I ran a simulation with 2-factors or parameters ('A','B'
), and 2-levels or values per factor ('A1','A2','B1','B2'
). Each simulation corresponds to a combination of value of 'A','B'
. The simulation stops after the counter is above a defined number ('35' in the example below).
For each simulation, the counter and its increase are different. And in each step a value 'eval'
is summarized from the simulation.
The example below show a sample of the simulation's result. Now, the simulation actually runs for much longer (let's say for the example that until it is above 10000), and it takes hours to graph the evolution of the eval
values in my preliminary analysis.
This code generates a sample of the results of the simulation:
import pandas as pd
import numpy as np
columns = ['FactorA', 'FactorB', 'step']
data = [['A1', 'B1', 8], ['A1', 'B1', 13], ['A1', 'B1', 18], ['A1', 'B1', 23], ['A1', 'B1', 28], ['A1', 'B1', 33], ['A1', 'B1', 38],
['A1', 'B2', 7], ['A1', 'B2', 13],['A1', 'B2', 19],['A1', 'B2', 25],['A1', 'B2', 31],['A1', 'B2', 37],
['A2', 'B1', 6], ['A2', 'B1', 14],['A2', 'B1', 22],['A2', 'B1', 30],['A2', 'B1', 38],
['A2', 'B2', 10], ['A2', 'B2', 12],['A2', 'B2', 14],['A2', 'B2', 16],['A2', 'B2', 18],['A2', 'B2', 20],['A2', 'B2', 22],['A2', 'B2', 24],['A2', 'B2', 26],['A2', 'B2', 28],['A2', 'B2', 30],['A2', 'B2', 32],['A2', 'B2', 34],['A2', 'B2', 36]
]
df = pd.DataFrame(data, columns=columns)
df['eval'] = np.random.randint(1, 6, df.shape[0])

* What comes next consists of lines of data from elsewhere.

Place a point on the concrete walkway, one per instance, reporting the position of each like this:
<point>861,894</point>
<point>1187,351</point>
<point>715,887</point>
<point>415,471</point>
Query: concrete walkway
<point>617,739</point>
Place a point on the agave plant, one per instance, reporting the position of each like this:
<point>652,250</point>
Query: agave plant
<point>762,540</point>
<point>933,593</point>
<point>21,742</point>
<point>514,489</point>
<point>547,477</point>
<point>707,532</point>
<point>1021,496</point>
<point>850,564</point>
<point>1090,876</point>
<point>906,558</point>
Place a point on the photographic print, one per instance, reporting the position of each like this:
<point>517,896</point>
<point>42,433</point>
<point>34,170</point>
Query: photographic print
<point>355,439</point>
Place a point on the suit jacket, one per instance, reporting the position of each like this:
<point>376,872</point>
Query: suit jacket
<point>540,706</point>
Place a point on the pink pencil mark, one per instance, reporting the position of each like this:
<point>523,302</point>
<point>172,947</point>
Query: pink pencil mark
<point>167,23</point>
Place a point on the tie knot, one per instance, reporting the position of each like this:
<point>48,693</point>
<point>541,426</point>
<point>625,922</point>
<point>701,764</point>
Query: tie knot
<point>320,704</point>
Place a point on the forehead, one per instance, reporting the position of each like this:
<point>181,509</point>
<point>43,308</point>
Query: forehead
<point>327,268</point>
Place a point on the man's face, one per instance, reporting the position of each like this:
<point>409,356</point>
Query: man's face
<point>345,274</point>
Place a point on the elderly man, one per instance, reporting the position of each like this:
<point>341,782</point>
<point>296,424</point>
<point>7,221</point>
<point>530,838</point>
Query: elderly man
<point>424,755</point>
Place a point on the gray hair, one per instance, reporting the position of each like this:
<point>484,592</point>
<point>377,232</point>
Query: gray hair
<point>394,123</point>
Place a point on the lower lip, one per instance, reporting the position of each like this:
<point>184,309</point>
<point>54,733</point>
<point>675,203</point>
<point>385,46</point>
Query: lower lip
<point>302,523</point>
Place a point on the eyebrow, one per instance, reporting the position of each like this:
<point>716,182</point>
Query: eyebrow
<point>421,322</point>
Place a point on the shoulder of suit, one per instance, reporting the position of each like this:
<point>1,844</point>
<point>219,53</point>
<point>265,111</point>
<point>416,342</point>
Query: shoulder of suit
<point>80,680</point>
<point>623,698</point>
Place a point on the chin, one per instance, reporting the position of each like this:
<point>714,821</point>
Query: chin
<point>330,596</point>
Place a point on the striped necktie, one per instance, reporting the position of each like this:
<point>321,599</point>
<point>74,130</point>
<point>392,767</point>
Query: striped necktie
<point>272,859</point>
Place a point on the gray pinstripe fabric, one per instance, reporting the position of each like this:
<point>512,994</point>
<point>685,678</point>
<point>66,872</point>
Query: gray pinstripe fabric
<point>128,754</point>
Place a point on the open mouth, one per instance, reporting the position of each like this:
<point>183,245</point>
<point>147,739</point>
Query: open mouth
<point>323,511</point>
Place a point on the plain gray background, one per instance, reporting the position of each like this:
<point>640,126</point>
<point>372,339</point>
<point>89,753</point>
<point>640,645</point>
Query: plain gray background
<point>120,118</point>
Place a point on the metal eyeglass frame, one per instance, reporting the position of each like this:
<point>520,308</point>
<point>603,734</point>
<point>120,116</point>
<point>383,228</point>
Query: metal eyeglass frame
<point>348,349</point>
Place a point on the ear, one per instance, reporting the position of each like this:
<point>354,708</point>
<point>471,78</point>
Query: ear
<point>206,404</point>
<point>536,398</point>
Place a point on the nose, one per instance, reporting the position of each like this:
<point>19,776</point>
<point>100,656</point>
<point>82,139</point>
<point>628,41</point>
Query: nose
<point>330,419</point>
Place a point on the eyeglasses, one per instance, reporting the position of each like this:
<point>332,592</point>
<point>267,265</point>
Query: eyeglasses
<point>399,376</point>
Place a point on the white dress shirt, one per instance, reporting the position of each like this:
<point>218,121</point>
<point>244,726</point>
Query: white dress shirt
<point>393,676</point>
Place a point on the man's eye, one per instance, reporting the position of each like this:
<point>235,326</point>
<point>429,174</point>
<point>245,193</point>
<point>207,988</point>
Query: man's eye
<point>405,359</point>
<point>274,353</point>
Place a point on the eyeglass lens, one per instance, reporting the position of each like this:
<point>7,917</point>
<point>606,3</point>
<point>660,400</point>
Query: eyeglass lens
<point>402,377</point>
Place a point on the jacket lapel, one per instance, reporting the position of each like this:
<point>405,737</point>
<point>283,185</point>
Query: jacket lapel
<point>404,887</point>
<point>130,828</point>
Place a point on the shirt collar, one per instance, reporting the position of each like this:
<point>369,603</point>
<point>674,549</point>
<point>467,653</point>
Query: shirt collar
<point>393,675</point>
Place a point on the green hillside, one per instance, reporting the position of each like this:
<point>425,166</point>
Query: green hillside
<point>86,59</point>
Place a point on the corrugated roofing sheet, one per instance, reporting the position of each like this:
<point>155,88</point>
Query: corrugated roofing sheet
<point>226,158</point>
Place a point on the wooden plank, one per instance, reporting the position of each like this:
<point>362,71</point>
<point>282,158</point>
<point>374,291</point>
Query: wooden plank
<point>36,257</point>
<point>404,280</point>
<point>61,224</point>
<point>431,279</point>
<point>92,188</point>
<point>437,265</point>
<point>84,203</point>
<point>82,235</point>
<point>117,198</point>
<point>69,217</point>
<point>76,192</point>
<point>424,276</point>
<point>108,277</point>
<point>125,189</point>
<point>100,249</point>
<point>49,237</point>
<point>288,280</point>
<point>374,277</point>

I tried this but while it reduces the data points, it doesn't balance the number of data points per simulation:
df_reduced = df.iloc[::2]
Also tried:
df_reduced = df.sample(n=int(len(df)/6))
but it also doesn't balance the amount of data points per simulation.
I want a DataFrame in which each subgroup has the same number of rows.
To ensure that the selection or sampling is balanced, I want that the slicing for each subgroup using .iloc
considers steps that ensure selecting 'n'
members per subgroup.
It would be great but not necessary to include the first and last row of each subgroup.